2013-12-10 Thread Tim Law
All,

Following up from this problem.
 
After several weeks of this issue slowing getting worse, I seem to have 
resolved the problem by using Disk Warrior to build a new disk directory. 
I was able to start up the Mac Mini using the back up disk that Super Duper 
clones to each night, then run Disk Warrior from that.  Quicker than using the 
Disk Warrior DVD to start up from. 

Graphing the disk revealed 30% of items out of place before and very close to 
zero out of place after. I ran it a few times and was never able to reduce it 
to zero out of place. 

Since doing this, my network connection problems have not faulted, so I am 
putting one and one together. 

Hopefully this is a tip for others with odd network problems as I had, listed 
below. 

Thanks

Tim


On 6 Dec 2013, at 6:43 pm, Tim Law t...@peoplehelp.com.au wrote:

 Thanks for the thought Ronni,
 
 Both computers already had Allow Incoming Connections ticked
 
 Tim
 
 On 6 Dec 2013, at 4:18 pm, Ronda Brown ro...@mac.com wrote:
 
 Hi Tim,
 
 I don't to jump in on Daniel who is assisting you.
 But just a thought...have you checked in System Preferences  security  
 Privacy - Firewall click Firewall Options then check that File Sharing AFP 
 is not blocked?
 It should be set to Allow Incoming Connections on both machines. 
 
 Kind Regards,
 Ronni
 
 On 6 Dec 2013, at 11:46 am, Tim Law t...@peoplehelp.com.au wrote:
 
 And one more thing.
 
 After a restart of the Mac Mini, I can now connect via the Finder window to 
 the Mac Pro, view all the files as expected.
 But Network Utility and IP Scanner Pro are still reporting the same issues 
 they had before. 
 
 Time Machine has found it's back up disk and I assume will work correctly 
 now the Mac Mini can see and connect to the Mac Pro via the Finder window - 
 despite the information coming from Network Utility.
 
 So it's all working following a restart, until next time it faults. 
 Does it sound hardwareish for the Mac Mini?
 
 Tim
 
 
 On 6 Dec 2013, at 11:31 am, Tim Law t...@peoplehelp.com.au wrote:
 
 Hi Daniel,
 
 Both ethernet cables have been swapped  and both machines are plugged into 
 the back of the Airport Extreme. 
 The Airport Extreme has been reset. The little green lights in the Airport 
 Extreme are on for each cable. 
 
 I have opened Network Utility on both machines.
 When pinging the Airport Extreme - there is no packet loss from either 
 machine.
 
 When the Mac Pro pings the Mac Mini the error message shows ping sendto: 
 permission denied
 When the Mac Mini pings the Mac Pro the error message is simply a timeout 
 and 100% packet loss. 
 
 Moving to the Finder window.
 On the Mac Pro.
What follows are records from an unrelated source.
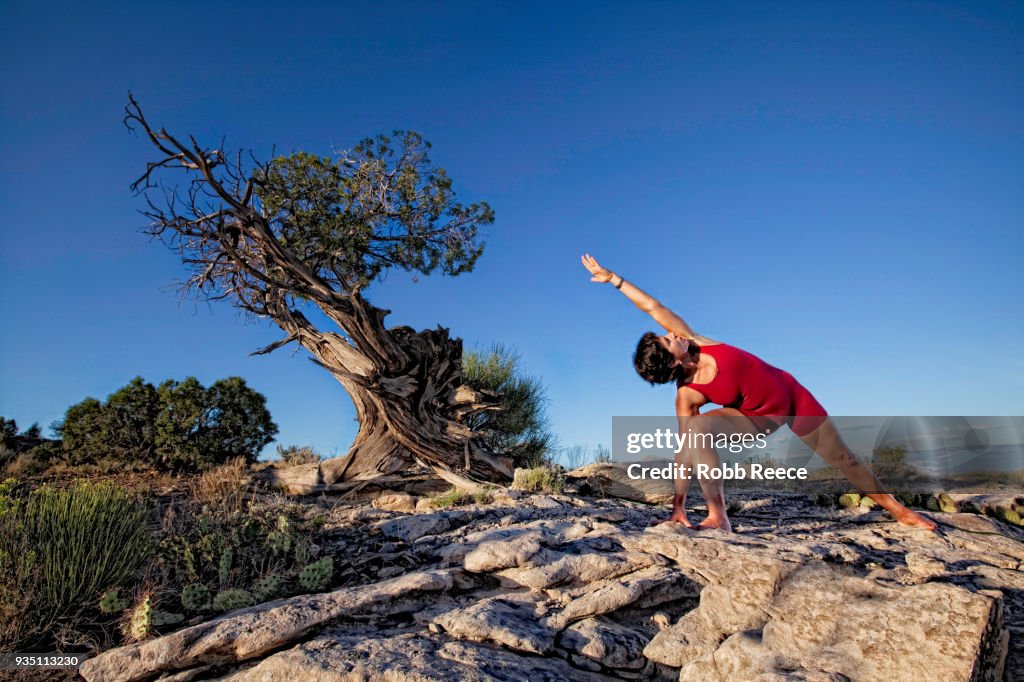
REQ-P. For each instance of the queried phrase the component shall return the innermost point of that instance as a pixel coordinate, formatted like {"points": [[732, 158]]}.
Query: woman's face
{"points": [[679, 347]]}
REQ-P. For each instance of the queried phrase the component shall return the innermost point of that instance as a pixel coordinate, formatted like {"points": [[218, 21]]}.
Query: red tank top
{"points": [[749, 384]]}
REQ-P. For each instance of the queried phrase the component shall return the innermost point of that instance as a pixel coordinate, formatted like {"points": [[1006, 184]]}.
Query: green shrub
{"points": [[60, 550], [545, 478], [519, 429]]}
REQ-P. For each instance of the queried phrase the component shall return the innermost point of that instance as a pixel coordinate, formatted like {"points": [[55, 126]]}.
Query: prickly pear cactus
{"points": [[140, 624], [316, 576], [224, 566], [303, 552], [195, 597], [228, 600], [164, 619], [280, 541], [113, 602], [269, 587]]}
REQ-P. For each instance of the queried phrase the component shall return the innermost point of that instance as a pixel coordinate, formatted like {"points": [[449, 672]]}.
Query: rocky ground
{"points": [[550, 587]]}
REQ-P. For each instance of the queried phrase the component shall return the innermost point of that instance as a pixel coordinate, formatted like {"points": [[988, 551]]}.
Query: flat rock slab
{"points": [[825, 625], [388, 656], [512, 622], [252, 632], [556, 592]]}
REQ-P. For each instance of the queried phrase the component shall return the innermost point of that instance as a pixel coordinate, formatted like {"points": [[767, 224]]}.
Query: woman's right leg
{"points": [[826, 441]]}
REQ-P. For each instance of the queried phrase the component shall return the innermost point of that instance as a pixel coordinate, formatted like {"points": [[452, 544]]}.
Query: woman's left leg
{"points": [[826, 441], [715, 422]]}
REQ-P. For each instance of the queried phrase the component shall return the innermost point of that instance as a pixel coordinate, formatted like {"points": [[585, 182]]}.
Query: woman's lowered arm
{"points": [[663, 315]]}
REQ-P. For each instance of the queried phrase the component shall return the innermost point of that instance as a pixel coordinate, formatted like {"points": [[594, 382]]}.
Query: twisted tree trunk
{"points": [[305, 228], [409, 395]]}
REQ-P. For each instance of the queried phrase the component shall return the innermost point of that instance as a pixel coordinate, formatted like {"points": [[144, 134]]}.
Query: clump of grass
{"points": [[456, 497], [59, 551], [223, 487], [545, 478]]}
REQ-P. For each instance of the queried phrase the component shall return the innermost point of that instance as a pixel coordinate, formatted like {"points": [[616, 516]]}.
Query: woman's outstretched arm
{"points": [[663, 315]]}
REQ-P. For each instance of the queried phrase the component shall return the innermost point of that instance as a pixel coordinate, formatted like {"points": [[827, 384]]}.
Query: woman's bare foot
{"points": [[721, 523], [676, 517], [907, 517]]}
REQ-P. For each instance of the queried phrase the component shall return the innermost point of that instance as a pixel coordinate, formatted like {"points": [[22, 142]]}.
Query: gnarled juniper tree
{"points": [[301, 229]]}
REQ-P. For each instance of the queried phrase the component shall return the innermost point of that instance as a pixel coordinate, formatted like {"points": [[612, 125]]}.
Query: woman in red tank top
{"points": [[756, 397]]}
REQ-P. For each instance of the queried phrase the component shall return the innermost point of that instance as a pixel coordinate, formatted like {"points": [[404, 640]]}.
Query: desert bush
{"points": [[59, 551], [295, 455], [520, 429], [602, 455], [890, 462], [545, 478], [574, 457], [25, 465], [7, 456], [578, 456]]}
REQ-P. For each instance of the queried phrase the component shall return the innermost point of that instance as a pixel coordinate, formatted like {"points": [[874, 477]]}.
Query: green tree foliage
{"points": [[83, 432], [520, 429], [180, 426], [199, 427], [351, 218], [8, 429]]}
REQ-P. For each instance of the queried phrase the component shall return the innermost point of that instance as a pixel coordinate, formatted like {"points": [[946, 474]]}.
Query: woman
{"points": [[755, 395]]}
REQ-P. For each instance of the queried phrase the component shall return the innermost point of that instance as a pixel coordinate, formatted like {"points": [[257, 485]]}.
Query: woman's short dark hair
{"points": [[653, 361]]}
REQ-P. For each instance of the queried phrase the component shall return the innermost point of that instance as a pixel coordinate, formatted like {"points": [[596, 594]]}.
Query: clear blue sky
{"points": [[838, 187]]}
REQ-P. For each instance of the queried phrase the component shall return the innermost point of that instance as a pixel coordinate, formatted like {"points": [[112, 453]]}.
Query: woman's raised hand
{"points": [[600, 274]]}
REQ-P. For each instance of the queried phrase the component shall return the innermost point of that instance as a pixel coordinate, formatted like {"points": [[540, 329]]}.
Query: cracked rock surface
{"points": [[562, 588]]}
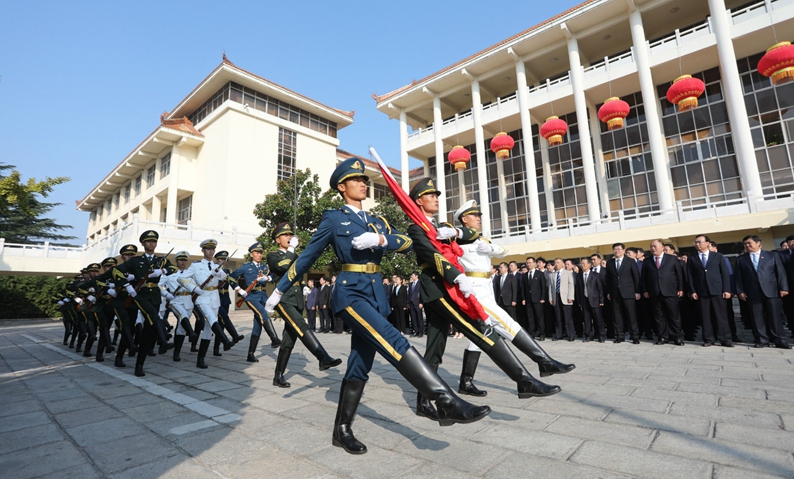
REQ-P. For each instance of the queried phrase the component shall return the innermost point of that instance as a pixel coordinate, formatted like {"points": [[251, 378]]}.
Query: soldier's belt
{"points": [[474, 274], [369, 268]]}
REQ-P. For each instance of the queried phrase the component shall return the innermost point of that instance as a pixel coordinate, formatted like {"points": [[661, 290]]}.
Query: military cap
{"points": [[423, 187], [468, 208], [350, 168], [281, 229], [149, 235], [210, 244]]}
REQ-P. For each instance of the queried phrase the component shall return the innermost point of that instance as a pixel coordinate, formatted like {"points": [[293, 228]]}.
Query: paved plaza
{"points": [[626, 411]]}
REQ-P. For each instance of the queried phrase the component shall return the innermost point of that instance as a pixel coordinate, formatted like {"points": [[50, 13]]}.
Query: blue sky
{"points": [[82, 83]]}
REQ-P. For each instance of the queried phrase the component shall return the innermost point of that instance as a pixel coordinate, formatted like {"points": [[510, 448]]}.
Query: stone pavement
{"points": [[626, 411]]}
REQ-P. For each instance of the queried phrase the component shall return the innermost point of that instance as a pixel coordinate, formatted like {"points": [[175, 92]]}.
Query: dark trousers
{"points": [[625, 308], [667, 318], [593, 317], [714, 314], [563, 311]]}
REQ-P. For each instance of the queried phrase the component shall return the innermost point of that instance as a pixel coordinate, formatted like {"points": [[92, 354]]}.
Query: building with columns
{"points": [[725, 168]]}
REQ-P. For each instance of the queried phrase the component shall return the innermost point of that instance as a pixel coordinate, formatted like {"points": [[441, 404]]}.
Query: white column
{"points": [[577, 82], [661, 162], [404, 150], [529, 152], [734, 100], [482, 170], [440, 180]]}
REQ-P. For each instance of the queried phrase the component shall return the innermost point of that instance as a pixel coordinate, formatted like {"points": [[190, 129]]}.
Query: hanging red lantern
{"points": [[501, 144], [613, 111], [553, 130], [685, 91], [778, 63], [458, 157]]}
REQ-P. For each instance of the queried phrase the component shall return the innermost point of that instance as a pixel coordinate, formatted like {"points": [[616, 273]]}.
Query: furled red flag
{"points": [[470, 305]]}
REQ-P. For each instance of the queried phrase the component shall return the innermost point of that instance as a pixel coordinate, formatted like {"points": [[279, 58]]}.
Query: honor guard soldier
{"points": [[476, 260], [291, 307], [360, 240], [251, 279], [442, 311], [178, 289], [223, 312], [145, 269]]}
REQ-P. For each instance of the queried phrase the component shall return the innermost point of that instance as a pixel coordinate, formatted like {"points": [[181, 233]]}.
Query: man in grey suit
{"points": [[761, 281], [561, 295]]}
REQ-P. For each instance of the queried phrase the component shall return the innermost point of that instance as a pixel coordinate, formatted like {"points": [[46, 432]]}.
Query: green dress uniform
{"points": [[291, 308]]}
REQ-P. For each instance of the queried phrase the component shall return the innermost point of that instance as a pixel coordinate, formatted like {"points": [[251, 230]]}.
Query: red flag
{"points": [[470, 305]]}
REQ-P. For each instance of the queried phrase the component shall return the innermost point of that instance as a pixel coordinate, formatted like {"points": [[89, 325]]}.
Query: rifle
{"points": [[251, 286], [195, 295], [128, 301]]}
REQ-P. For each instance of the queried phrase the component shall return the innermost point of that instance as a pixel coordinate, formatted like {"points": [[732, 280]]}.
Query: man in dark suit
{"points": [[623, 286], [508, 291], [590, 291], [535, 296], [710, 288], [415, 306], [663, 283], [761, 281]]}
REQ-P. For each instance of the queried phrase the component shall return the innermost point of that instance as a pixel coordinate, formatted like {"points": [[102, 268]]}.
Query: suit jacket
{"points": [[624, 283], [595, 289], [567, 287], [712, 279], [666, 281], [767, 282], [535, 289]]}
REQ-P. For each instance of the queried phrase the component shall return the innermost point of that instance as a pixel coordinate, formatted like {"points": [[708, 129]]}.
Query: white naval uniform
{"points": [[209, 301], [474, 261]]}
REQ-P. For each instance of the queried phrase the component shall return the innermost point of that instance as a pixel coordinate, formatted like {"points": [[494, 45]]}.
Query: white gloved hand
{"points": [[446, 232], [366, 241], [272, 301], [465, 285]]}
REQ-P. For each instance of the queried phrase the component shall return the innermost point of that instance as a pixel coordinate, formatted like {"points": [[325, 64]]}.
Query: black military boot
{"points": [[271, 332], [349, 397], [281, 367], [203, 347], [252, 349], [470, 360], [179, 340], [546, 364], [313, 345], [507, 361], [450, 408]]}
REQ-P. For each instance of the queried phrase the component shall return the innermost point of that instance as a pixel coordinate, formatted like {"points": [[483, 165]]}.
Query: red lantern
{"points": [[553, 130], [778, 63], [613, 111], [501, 144], [685, 91], [459, 156]]}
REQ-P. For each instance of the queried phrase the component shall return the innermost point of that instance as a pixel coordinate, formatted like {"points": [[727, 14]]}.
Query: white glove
{"points": [[272, 301], [465, 285], [483, 247], [446, 232], [366, 241]]}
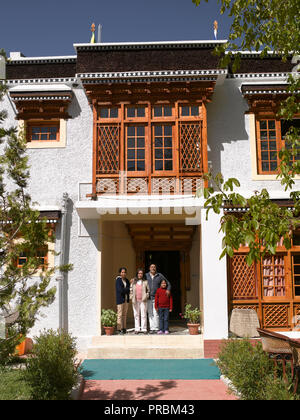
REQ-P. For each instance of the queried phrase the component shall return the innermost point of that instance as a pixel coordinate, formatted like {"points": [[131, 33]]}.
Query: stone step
{"points": [[146, 347], [103, 352], [149, 340]]}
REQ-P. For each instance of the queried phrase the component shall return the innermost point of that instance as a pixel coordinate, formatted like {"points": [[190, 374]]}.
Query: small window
{"points": [[273, 276], [135, 149], [268, 153], [189, 111], [285, 126], [43, 132], [163, 148], [162, 111], [136, 112], [296, 273], [107, 113], [42, 255]]}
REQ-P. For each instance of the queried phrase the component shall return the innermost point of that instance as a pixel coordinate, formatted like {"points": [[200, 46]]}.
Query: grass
{"points": [[13, 385]]}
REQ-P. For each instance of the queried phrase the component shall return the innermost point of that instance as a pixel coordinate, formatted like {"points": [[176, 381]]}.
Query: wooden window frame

Mac Mini is visible in the Shared list on the left. I can 
 connect to the Mac Mini and can view all the folders and documents. Yet, 
 Network Utility says Permission Denied. 
 On the Mac Mini. Mac Pro is visible in the Shared list on the left. It 
 says 'connection failed' and clicking on Connect As has no result
 
 I also have IP Scanner Pro if that helps. All it has helped me with is 
 find the IP addresses. I guess the router is telling it that.
 
 Speaking of routers, I have swapped the Airport Extreme, about a year old 
 and flat and square, with an older dome Airport Extreme. Doesn't make any 
 difference. 
 
 Internet still works fine on both computers. 
 Speedtest.net gives results on the 
 Mac Mini of 32ms ping, 33.58Mbps and 1.16Mbps
 Mac Pro of 11ms ping, 33.6Mbps and 1.13Mbps
 
 Given both machines connect to the router and ping fine, and also data 
 flows from the internet at a good speed, consistent to both machines, I am 
 thinking the router is fine and the cables are fine. 
 It confuses me that network utility on the Mac Pro cannot access the Mac 
 Mini and says access is denied, yet the Finder can make the connection and 
 work effectively. 
 And vice versa, the Mac Mini cannot connect to the Mac Pro. If it works 
 one way, why can't it work the other way
 
 Any more hints?
 
 Tim
 
 On 5 Dec 2013, at 8:47 pm, Daniel Kerr wa...@macwizardry.com.au wrote:
 
 Hi Tim
 
 When it drops out you could try pinging all parts of the Network.
 Using Network Utility (in Utilities folder) go to the Ping tab.
 If you then type in the IP address of the MacPro and send say 10 pings to 
 it, you should then see if it can see it
 Then type in the IP address of the Airport Express and see if you can 
 Ping that.
 You can also see if you can ping the modem as well if wanted.
 
 You could also try swapping out Ethernet cables to check as well, …just 
 incase.
 
 That may be a few things to start with ;)
 
 Hope that helps.
 
 Kind regards
 Daniel
 ---
 Daniel Kerr
 MacWizardry
 
 Phone: 0414 795 960
 Email: daniel AT macwizardry.com.au
 Web:   http://www.macwizardry.com.au
 
 
 **For everything Apple**
 NOTE: Any information provided in this email may be my personal opinion 
 and as such should be taken accordingly, and may not be the views of 
 MacWizardry. Any information provided does not 

Everyone loves free things,..12 Days of Gifts

2013-12-10 Thread Daniel Kerr
For those interested, have a look at the 12 Days of Gifts from Apple. 
Basically, as the description says,…
/quote
From 26 December – 6 January, you can download a gift each day—songs, apps, 
books, films and more—with the 12 Days of Gifts app. Each day’s gift will only 
be available for 24 hours, so download the free app to make sure you don’t 
miss out. Please note: Not all content is available in all countries.
/end quote

The direct iTunes download for the App is here - 
https://itunes.apple.com/au/app/12-days-of-gifts/id16569?mt=8

I guess we just have to see what things come up,…

Enjoy

Kind regards
Daniel
---
Daniel Kerr
MacWizardry

Phone: 0414 795 960
Email: daniel AT macwizardry.com.au
Web:   http://www.macwizardry.com.au


**For everything Apple**

NOTE: Any information provided in this email may be my personal opinion and as 
such should be taken accordingly, and may not be the views of MacWizardry. Any 
information provided does not offer or warrant any form of warranty or accept 
liability. It would be appreciated that if any information in this email is to 
be disseminated, distributed or copied, that permission by the author be 
requested.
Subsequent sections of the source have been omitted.